At the MedTech Forum that took place in Barcelona earlier this year, I joined a J&J MedTech sponsored panel entitled Data Governance in a Patient Pathway. I was on stage with peers from the industry, all looking at the topic from a different perspective, from the patient, to the healthcare provider, the policy maker to the industry view. There was clearly a shared passion for this topic and a united vision of how data will transform our industry for patients and the healthcare system. But it was also evident that there are major barriers and challenges that we need to collectively overcome.
Here are my reflections from the session:
Digital is transforming the world as we know it
Digital Innovation is transforming healthcare across the patient journey to improve patient experiences and outcomes. At J&J MedTech, our vision is to create a healthcare system where care is personalised, delivery is efficient and disease is understood, detected, and even prevented before it happens. Digital technologies can help realise this vision and even offer novel treatment ways such as digital therapeutics.
We are creating a digital ecosystem that joins together digital solutions, robotics, instrumentation, advanced imaging and visualization, data analytics, artificial intelligence and machine learning. To mobilize the potential of these assets, we are establishing robust connectivity with, and between, all elements of the ecosystem. Through this seamless, interconnected network, we will be able to meet our surgeons where they are in their workflow and our patients where they are in their healthcare journey.
This means the patient is more engaged during the patient pathway, they have more control, better interaction with clinical staff and faster diagnosis and recovery. For the HCPs and healthcare provider it enables a smoother patient pathway, from pre-surgical planning through to post-operative care, optimised productivity, the ability to treat more people and make more informed decisions to deliver personalised healthcare.
Data is the lynchpin for digital solutions
The benefits of digital solutions are clear, but there are challenges that we need to work through with all the stakeholders in the healthcare system before we realise this digital utopia. And it all comes down to data.
When we talk about data, we’re referring to personal health data from patients (from sensors, apps, EMRs), data generated through technologies in the operating room or hospital (robotics, RFID), and data from payors and health systems. Unlocking the potential of digitalization begins with accessing, connecting, collecting and analysing this data, and using the data-based insights to improve outcomes.
But the policy landscape and practices addressing digital healthcare across Europe are fragmented and changing – both at the hospital, country and regional levels. Key discussions and decisions about data regulation and policy, including common understanding across healthcare ecosystem and within hospitals, taking shape now, will impact how healthcare data is treated and used in the future.
To realise a full potential of digital solutions provided by MedTech and enable the use of data along the continuum of care, while respecting all privacy rules, there is a need to tackle real and perceived issues around data governance.
We need a multi-stakeholder approach to solving the data issues
While in the EU we have one personal data protection framework (GDPR), the issue is that among member states but also between different hospitals there is a different interpretation of these provisions with the most risk averse organizations supporting the most conservative interpretation of the rules.
A key point that dominated our discussion during the session was the lack of interoperability of technological infrastructure with data from different sources unable to be compared and analyzed due to a siloed approach. This is a particular problem in Spain where, due to the regional structure and complex healthcare environment, every implementation can seem like a whole new world. We need common standards and governance to make the system, understand the roles and responsibilities of the stakeholders and combine this with local and national buy in.

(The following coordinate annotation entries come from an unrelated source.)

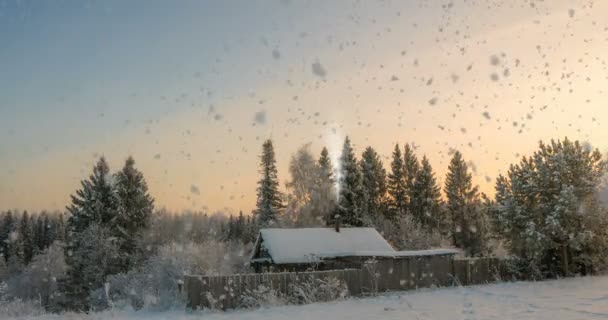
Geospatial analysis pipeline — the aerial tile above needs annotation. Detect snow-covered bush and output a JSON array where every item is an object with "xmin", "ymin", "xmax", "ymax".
[
  {"xmin": 289, "ymin": 277, "xmax": 348, "ymax": 304},
  {"xmin": 98, "ymin": 241, "xmax": 248, "ymax": 311},
  {"xmin": 492, "ymin": 139, "xmax": 608, "ymax": 278},
  {"xmin": 4, "ymin": 242, "xmax": 66, "ymax": 307},
  {"xmin": 240, "ymin": 277, "xmax": 348, "ymax": 308},
  {"xmin": 240, "ymin": 285, "xmax": 288, "ymax": 308},
  {"xmin": 0, "ymin": 299, "xmax": 45, "ymax": 319}
]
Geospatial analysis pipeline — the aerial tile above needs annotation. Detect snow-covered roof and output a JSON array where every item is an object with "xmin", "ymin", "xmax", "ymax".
[
  {"xmin": 251, "ymin": 228, "xmax": 458, "ymax": 264},
  {"xmin": 322, "ymin": 249, "xmax": 458, "ymax": 258},
  {"xmin": 253, "ymin": 228, "xmax": 395, "ymax": 264}
]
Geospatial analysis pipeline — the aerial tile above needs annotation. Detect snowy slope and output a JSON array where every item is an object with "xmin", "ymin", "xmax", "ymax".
[{"xmin": 10, "ymin": 276, "xmax": 608, "ymax": 320}]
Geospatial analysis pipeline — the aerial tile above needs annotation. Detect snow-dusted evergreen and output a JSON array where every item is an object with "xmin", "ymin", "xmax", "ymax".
[
  {"xmin": 493, "ymin": 138, "xmax": 608, "ymax": 278},
  {"xmin": 387, "ymin": 144, "xmax": 407, "ymax": 218},
  {"xmin": 329, "ymin": 137, "xmax": 365, "ymax": 227},
  {"xmin": 359, "ymin": 147, "xmax": 386, "ymax": 225},
  {"xmin": 255, "ymin": 140, "xmax": 283, "ymax": 227},
  {"xmin": 114, "ymin": 157, "xmax": 154, "ymax": 272},
  {"xmin": 410, "ymin": 156, "xmax": 445, "ymax": 230},
  {"xmin": 444, "ymin": 151, "xmax": 487, "ymax": 256},
  {"xmin": 283, "ymin": 144, "xmax": 336, "ymax": 226},
  {"xmin": 403, "ymin": 143, "xmax": 420, "ymax": 215}
]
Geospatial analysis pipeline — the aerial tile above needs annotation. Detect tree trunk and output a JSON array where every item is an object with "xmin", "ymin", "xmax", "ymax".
[{"xmin": 562, "ymin": 244, "xmax": 570, "ymax": 277}]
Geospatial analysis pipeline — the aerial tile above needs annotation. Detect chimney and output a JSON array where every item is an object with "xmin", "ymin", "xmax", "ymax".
[{"xmin": 334, "ymin": 214, "xmax": 340, "ymax": 232}]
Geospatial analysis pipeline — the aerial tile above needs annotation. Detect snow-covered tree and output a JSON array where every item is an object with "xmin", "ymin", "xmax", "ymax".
[
  {"xmin": 110, "ymin": 157, "xmax": 154, "ymax": 272},
  {"xmin": 62, "ymin": 223, "xmax": 121, "ymax": 311},
  {"xmin": 17, "ymin": 211, "xmax": 34, "ymax": 265},
  {"xmin": 0, "ymin": 210, "xmax": 16, "ymax": 262},
  {"xmin": 330, "ymin": 137, "xmax": 365, "ymax": 227},
  {"xmin": 359, "ymin": 147, "xmax": 386, "ymax": 224},
  {"xmin": 492, "ymin": 138, "xmax": 608, "ymax": 277},
  {"xmin": 387, "ymin": 144, "xmax": 407, "ymax": 218},
  {"xmin": 403, "ymin": 143, "xmax": 420, "ymax": 214},
  {"xmin": 286, "ymin": 144, "xmax": 320, "ymax": 226},
  {"xmin": 411, "ymin": 156, "xmax": 445, "ymax": 230},
  {"xmin": 67, "ymin": 157, "xmax": 118, "ymax": 233},
  {"xmin": 255, "ymin": 139, "xmax": 283, "ymax": 227},
  {"xmin": 61, "ymin": 157, "xmax": 119, "ymax": 310},
  {"xmin": 444, "ymin": 151, "xmax": 486, "ymax": 256},
  {"xmin": 312, "ymin": 147, "xmax": 337, "ymax": 223}
]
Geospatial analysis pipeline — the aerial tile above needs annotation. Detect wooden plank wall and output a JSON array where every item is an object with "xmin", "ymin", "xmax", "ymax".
[{"xmin": 184, "ymin": 256, "xmax": 508, "ymax": 310}]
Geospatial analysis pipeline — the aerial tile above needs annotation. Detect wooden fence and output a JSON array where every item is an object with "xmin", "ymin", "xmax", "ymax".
[{"xmin": 184, "ymin": 256, "xmax": 510, "ymax": 310}]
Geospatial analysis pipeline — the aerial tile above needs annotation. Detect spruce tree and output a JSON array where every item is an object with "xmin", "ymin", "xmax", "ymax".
[
  {"xmin": 255, "ymin": 139, "xmax": 283, "ymax": 227},
  {"xmin": 360, "ymin": 147, "xmax": 386, "ymax": 224},
  {"xmin": 17, "ymin": 211, "xmax": 35, "ymax": 265},
  {"xmin": 444, "ymin": 151, "xmax": 484, "ymax": 256},
  {"xmin": 313, "ymin": 147, "xmax": 337, "ymax": 223},
  {"xmin": 114, "ymin": 157, "xmax": 154, "ymax": 272},
  {"xmin": 61, "ymin": 157, "xmax": 118, "ymax": 311},
  {"xmin": 492, "ymin": 138, "xmax": 608, "ymax": 278},
  {"xmin": 403, "ymin": 144, "xmax": 420, "ymax": 214},
  {"xmin": 387, "ymin": 144, "xmax": 407, "ymax": 219},
  {"xmin": 336, "ymin": 137, "xmax": 365, "ymax": 227},
  {"xmin": 411, "ymin": 156, "xmax": 445, "ymax": 230},
  {"xmin": 0, "ymin": 210, "xmax": 15, "ymax": 263},
  {"xmin": 67, "ymin": 157, "xmax": 118, "ymax": 233}
]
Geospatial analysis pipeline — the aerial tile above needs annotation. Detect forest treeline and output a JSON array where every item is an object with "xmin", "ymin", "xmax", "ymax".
[{"xmin": 0, "ymin": 138, "xmax": 608, "ymax": 311}]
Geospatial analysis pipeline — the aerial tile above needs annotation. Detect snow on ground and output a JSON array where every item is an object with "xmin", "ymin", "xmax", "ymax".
[{"xmin": 9, "ymin": 276, "xmax": 608, "ymax": 320}]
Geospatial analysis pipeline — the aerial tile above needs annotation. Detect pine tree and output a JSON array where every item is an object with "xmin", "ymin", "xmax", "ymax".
[
  {"xmin": 234, "ymin": 211, "xmax": 246, "ymax": 243},
  {"xmin": 286, "ymin": 144, "xmax": 319, "ymax": 226},
  {"xmin": 0, "ymin": 210, "xmax": 15, "ymax": 263},
  {"xmin": 32, "ymin": 212, "xmax": 46, "ymax": 255},
  {"xmin": 411, "ymin": 156, "xmax": 444, "ymax": 230},
  {"xmin": 360, "ymin": 147, "xmax": 386, "ymax": 225},
  {"xmin": 17, "ymin": 211, "xmax": 35, "ymax": 265},
  {"xmin": 403, "ymin": 144, "xmax": 420, "ymax": 214},
  {"xmin": 255, "ymin": 139, "xmax": 283, "ymax": 227},
  {"xmin": 492, "ymin": 138, "xmax": 608, "ymax": 278},
  {"xmin": 114, "ymin": 157, "xmax": 154, "ymax": 272},
  {"xmin": 67, "ymin": 157, "xmax": 118, "ymax": 233},
  {"xmin": 61, "ymin": 157, "xmax": 118, "ymax": 311},
  {"xmin": 444, "ymin": 151, "xmax": 483, "ymax": 256},
  {"xmin": 313, "ymin": 147, "xmax": 337, "ymax": 223},
  {"xmin": 336, "ymin": 137, "xmax": 365, "ymax": 227},
  {"xmin": 387, "ymin": 144, "xmax": 407, "ymax": 219}
]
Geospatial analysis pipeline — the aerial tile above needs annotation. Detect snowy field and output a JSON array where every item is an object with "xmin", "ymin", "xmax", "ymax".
[{"xmin": 9, "ymin": 276, "xmax": 608, "ymax": 320}]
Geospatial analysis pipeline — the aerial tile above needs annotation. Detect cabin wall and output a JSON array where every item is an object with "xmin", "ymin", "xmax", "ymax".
[{"xmin": 185, "ymin": 256, "xmax": 512, "ymax": 309}]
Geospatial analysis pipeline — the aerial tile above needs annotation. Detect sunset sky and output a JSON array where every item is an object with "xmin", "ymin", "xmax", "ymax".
[{"xmin": 0, "ymin": 0, "xmax": 608, "ymax": 212}]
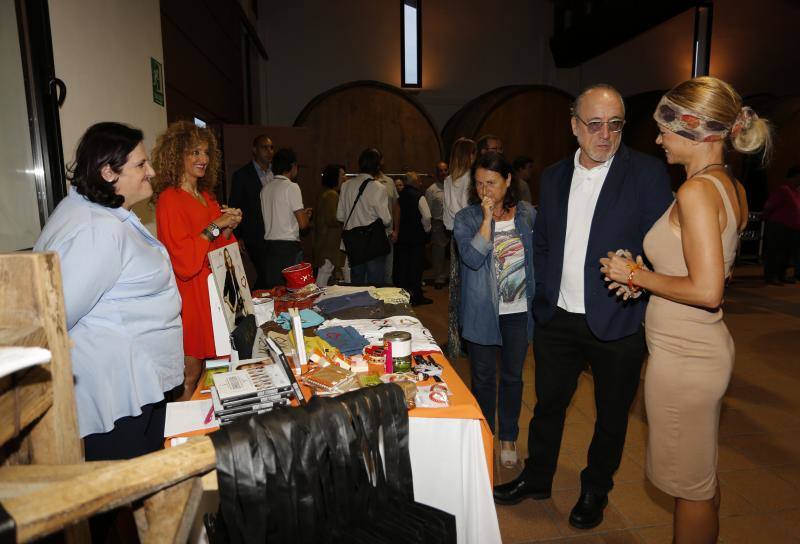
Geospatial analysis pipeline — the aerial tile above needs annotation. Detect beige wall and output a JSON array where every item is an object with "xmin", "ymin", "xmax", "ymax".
[
  {"xmin": 259, "ymin": 0, "xmax": 800, "ymax": 130},
  {"xmin": 259, "ymin": 0, "xmax": 579, "ymax": 130},
  {"xmin": 50, "ymin": 0, "xmax": 167, "ymax": 226}
]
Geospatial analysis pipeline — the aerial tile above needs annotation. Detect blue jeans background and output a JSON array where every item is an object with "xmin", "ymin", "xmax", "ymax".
[
  {"xmin": 350, "ymin": 256, "xmax": 386, "ymax": 285},
  {"xmin": 467, "ymin": 312, "xmax": 528, "ymax": 441}
]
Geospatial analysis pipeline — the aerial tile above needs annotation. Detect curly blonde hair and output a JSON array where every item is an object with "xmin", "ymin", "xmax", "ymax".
[{"xmin": 151, "ymin": 121, "xmax": 220, "ymax": 204}]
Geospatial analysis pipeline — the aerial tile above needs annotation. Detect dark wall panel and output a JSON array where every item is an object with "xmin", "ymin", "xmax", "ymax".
[{"xmin": 161, "ymin": 0, "xmax": 245, "ymax": 123}]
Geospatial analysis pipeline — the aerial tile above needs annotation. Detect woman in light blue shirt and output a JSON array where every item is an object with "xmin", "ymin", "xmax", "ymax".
[
  {"xmin": 453, "ymin": 153, "xmax": 536, "ymax": 468},
  {"xmin": 34, "ymin": 123, "xmax": 183, "ymax": 461}
]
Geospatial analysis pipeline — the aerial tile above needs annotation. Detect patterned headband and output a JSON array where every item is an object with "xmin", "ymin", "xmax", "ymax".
[{"xmin": 653, "ymin": 95, "xmax": 732, "ymax": 142}]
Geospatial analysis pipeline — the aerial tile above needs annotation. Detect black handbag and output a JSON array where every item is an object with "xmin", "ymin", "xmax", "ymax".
[{"xmin": 342, "ymin": 178, "xmax": 392, "ymax": 266}]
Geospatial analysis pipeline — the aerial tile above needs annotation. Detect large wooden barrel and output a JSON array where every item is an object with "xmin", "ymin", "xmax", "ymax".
[
  {"xmin": 442, "ymin": 85, "xmax": 577, "ymax": 203},
  {"xmin": 294, "ymin": 81, "xmax": 442, "ymax": 178}
]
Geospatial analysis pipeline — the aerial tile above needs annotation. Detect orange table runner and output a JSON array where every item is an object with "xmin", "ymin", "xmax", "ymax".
[{"xmin": 172, "ymin": 353, "xmax": 494, "ymax": 485}]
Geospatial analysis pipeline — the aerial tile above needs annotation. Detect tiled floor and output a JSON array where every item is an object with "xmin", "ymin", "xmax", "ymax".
[{"xmin": 416, "ymin": 266, "xmax": 800, "ymax": 544}]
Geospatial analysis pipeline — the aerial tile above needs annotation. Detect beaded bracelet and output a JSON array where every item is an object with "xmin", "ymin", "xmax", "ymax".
[{"xmin": 628, "ymin": 263, "xmax": 642, "ymax": 292}]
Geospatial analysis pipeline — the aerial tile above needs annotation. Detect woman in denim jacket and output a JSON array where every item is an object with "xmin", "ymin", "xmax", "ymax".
[{"xmin": 453, "ymin": 153, "xmax": 536, "ymax": 468}]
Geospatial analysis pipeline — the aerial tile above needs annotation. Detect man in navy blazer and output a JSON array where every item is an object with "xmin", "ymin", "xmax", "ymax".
[
  {"xmin": 494, "ymin": 84, "xmax": 672, "ymax": 529},
  {"xmin": 228, "ymin": 134, "xmax": 274, "ymax": 289}
]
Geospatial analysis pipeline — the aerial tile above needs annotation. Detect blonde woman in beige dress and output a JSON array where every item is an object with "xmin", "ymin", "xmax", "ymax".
[{"xmin": 600, "ymin": 77, "xmax": 770, "ymax": 544}]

There’s also a complex and fragmented patient consent management with patients not appreciating the value of their data. There needs to be more effective patient education in place for them to truly understand the opportunities that are available to them through sharing their data. But it’s all built on trust. As the famous Albert Einstein quote goes “Anyone who doesn’t take truth seriously in small matters cannot be trusted in large ones either”.
Next steps on our journey
It was clear that we as a panel were aligned and united on the outcome we want to achieve for the patients and the healthcare system. But without a clear resolution for these challenges, the digital solutions key to making a difference will be bogged down. Understanding the value that digital health brings is a basis for securing resources needed for data governance and successful adoption of the solutions. In addition to the new EU Electronic Health Data Space legislation released earlier this year, we also need a bottom-up approach and multi-stakeholder collaborations to support on-the -ground, practical implementation. This is critical to building foundations of mutual trust and furthering the development of federated models of data ecosystems for increased interoperability and connectivity, while meeting GDPR.